In his book, The Wisdom of Crowds, James Surowiecki recounts how Francis Galton, a prominent statistician from the 19th century, attended an event at a country fair in England where the object was to guess the weight of an ox.
Individual contestants were relatively well informed on the subject (the audience was farmers), but their estimates were still quite variable. Nonetheless, the mean of all the estimates was surprisingly accurate – within 1% of the true weight of the ox (over half a ton). On balance the errors from multiple guesses tended to cancel one another out. The crowd’s average was more accurate than nearly all the individual estimates, hence the name of Surowiecki’s book. Diversity of estimates was a strength, not a drawback.
The analog in predictive modeling is ensemble learning. You can think of individual model predictions as estimates, akin to the farmers’ guesses as to the ox’s weight. In ensemble learning, predictions from multiple models (base learners) are averaged or voted, to yield improved predictive performance.
One Goal, Many Paths
(The following draws on a blog originally published by Jordan Barr in the January 17, 2020 Elder Research blog; I thank Jordan for permission to use it here)

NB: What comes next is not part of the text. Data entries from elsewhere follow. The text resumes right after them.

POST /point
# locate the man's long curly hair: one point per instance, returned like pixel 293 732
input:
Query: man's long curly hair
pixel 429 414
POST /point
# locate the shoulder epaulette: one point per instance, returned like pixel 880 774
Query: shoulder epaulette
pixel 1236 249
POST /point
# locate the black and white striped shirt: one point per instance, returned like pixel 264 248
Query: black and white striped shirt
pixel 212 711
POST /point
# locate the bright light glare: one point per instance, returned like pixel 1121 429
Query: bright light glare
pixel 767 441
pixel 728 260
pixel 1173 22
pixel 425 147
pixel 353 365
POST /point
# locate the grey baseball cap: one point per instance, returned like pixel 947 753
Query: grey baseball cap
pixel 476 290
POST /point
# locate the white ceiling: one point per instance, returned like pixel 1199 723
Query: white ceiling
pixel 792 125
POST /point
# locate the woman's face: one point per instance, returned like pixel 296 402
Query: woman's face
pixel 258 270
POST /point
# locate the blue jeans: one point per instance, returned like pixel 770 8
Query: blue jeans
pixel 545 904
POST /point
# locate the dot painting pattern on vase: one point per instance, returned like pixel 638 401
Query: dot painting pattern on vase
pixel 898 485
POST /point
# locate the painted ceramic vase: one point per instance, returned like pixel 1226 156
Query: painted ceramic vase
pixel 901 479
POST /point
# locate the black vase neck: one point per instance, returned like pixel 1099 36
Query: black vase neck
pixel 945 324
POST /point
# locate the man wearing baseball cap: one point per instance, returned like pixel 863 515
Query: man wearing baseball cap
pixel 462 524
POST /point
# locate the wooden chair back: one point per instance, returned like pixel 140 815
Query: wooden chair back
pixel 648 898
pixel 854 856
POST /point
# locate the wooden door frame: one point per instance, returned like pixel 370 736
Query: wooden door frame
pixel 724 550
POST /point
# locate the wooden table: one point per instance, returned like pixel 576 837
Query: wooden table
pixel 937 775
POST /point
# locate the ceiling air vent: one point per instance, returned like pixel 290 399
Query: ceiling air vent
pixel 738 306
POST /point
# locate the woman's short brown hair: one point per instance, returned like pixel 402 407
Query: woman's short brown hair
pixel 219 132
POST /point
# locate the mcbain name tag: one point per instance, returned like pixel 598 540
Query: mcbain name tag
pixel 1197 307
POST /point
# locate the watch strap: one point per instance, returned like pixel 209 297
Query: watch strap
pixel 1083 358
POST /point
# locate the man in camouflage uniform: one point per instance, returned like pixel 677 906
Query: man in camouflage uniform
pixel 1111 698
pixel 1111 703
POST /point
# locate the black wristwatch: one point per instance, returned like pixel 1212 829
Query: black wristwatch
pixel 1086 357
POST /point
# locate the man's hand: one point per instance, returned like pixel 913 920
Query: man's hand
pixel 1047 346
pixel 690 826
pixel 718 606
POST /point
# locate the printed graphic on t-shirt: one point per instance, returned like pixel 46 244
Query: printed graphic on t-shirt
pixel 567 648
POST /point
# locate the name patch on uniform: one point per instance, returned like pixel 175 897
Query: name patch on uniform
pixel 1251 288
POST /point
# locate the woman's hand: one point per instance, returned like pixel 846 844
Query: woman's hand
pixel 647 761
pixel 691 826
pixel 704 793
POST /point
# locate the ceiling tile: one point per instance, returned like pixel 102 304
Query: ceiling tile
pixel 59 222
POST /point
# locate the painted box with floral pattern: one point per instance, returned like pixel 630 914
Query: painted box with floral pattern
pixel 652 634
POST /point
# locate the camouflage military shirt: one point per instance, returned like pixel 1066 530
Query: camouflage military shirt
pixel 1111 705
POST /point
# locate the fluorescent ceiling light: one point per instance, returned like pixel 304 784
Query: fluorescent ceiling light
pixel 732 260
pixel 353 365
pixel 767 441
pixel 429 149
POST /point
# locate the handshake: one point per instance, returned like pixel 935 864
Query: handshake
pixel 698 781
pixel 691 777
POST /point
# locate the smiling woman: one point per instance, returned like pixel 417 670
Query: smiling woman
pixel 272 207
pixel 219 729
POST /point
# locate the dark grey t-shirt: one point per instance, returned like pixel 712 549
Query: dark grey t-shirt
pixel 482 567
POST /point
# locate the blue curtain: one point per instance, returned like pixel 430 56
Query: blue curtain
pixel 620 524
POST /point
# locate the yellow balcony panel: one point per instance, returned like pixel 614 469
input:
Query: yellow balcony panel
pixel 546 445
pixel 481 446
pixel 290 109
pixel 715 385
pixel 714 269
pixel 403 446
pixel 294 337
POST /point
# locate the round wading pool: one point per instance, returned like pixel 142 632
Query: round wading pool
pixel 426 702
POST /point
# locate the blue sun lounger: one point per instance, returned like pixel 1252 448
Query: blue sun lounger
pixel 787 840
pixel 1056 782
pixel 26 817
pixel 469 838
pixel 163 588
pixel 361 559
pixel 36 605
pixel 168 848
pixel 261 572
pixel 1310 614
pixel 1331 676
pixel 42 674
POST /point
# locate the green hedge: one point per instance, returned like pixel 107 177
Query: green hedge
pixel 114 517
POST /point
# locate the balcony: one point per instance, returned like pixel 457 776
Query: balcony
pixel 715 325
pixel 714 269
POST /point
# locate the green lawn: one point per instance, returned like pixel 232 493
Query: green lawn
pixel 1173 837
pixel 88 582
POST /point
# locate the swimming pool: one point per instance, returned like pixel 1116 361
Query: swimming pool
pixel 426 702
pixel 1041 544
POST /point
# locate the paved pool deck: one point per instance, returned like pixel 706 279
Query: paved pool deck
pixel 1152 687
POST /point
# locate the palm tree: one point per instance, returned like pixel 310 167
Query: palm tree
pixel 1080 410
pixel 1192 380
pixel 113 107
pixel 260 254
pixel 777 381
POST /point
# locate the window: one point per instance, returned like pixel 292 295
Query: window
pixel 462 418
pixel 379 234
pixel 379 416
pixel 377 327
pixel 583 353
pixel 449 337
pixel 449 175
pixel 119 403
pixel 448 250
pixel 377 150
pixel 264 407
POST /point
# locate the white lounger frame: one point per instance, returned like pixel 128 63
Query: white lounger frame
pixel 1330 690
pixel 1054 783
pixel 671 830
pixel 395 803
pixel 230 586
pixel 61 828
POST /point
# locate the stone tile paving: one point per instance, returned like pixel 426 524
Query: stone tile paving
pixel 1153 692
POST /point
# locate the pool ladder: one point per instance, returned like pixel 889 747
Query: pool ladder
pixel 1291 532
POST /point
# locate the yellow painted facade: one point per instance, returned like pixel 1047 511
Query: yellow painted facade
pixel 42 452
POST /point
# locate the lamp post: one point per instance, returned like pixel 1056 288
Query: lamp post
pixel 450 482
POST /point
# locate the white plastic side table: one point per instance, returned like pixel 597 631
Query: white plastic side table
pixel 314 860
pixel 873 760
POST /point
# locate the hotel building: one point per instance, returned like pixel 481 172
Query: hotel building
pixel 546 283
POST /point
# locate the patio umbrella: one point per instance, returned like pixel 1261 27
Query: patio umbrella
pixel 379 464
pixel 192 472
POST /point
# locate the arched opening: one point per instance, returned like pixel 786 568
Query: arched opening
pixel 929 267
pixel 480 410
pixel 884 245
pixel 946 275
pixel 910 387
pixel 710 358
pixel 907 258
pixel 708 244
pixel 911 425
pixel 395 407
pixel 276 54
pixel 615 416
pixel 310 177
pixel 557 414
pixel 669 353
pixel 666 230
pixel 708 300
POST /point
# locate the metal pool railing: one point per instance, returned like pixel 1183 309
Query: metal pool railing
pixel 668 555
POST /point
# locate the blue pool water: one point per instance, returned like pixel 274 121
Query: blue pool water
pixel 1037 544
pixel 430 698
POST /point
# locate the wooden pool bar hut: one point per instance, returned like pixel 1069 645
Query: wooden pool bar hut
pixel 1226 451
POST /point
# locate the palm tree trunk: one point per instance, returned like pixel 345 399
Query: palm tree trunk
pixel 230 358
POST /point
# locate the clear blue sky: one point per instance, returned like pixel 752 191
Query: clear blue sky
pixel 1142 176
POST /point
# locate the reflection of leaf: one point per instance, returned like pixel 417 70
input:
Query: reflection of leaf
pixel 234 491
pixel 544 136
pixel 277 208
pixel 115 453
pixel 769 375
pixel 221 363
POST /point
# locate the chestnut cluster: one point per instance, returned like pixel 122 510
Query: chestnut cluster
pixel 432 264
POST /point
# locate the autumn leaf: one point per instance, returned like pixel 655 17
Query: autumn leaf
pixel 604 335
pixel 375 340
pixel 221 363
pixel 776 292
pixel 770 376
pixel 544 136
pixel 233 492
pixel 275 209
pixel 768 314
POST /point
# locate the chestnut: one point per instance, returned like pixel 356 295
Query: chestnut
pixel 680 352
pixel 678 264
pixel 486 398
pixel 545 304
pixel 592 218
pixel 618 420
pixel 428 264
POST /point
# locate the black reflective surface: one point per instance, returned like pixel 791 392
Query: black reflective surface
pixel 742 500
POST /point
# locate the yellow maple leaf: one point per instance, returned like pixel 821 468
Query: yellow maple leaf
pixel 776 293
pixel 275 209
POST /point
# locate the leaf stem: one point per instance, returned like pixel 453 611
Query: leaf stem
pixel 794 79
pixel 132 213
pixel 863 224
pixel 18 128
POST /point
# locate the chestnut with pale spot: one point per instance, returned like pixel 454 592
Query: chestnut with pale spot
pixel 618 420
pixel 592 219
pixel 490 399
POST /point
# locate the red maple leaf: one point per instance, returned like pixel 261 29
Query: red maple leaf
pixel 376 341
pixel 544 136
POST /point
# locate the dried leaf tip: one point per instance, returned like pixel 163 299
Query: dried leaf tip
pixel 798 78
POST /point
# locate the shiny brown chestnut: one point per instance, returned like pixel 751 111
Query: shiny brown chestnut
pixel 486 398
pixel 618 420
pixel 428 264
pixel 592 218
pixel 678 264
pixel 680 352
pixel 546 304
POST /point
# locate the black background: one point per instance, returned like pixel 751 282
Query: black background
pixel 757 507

In the 1990s, Dr. John Elder, the Founder of Elder Research (which owns Statistics.com), discovered the marvel of ensembles while working on the challenge of predicting species of bats. He got different results among various base learners by using different types of modeling algorithms, and called the combination “model fusion” or “bundling.” His ensemble approach worked best when the base learners — such as decision trees, linear discriminate analysis (LDA), and neural networks (models 1, 2, and 3 in Figure 1) — each had some predictive power on its own. He found that if a method was prone to overfitting (e.g. trees and neural nets), the ensembling could compensate.
Figure 1. Model bundling
Usually, bundling a subset of relatively “good” base learners resulted in better overall performance, but sometimes combinations behaved in surprising ways. In general, the more learners combined, the better the expected performance. And, to date, ensembles of trees have always outperformed individual trees out-of-sample. (Ensemble Methods in Data Mining: Seni & Elder (2010) www.tinyurl.com/book2ERI )
Others discovered that another way to create diversity in the base learners is to vary the cases (rather than the model type) through bootstrap aggregation (aka bagging). Each model is trained using a different random sample (see “sampling strategy” in Figure 2), for the training data.
Figure 2. Ensemble building with the same model type
Modern ensemble techniques rely on more than bagging to generate variability in their base learners. For instance, random forests, an ensemble of decision trees, employ bagging as well as a random selection of candidate input features at each tree split to increase variation in base learners. Even though the structure of individual trees can be quite variable— with different features selected in splits, different parameter values, and variation in the location and depth of splits in the trees—the underlying structure of the model never changes. We’re restricted to the same structural entities – decision trees in this example, without knowing if trees are the best method to solve our problem. By depending on a single model type in our ensemble, we risk building many weak base learners with common limitations while misclassifying the same cases, or subsets of cases, with similar properties. Boosting is a technique that can overcome these shortcomings. With boosting, models are built in sequence, and later ones correct the errors of earlier ones by upweighting errors. That is, new models pay more attention to the training cases misclassified previously.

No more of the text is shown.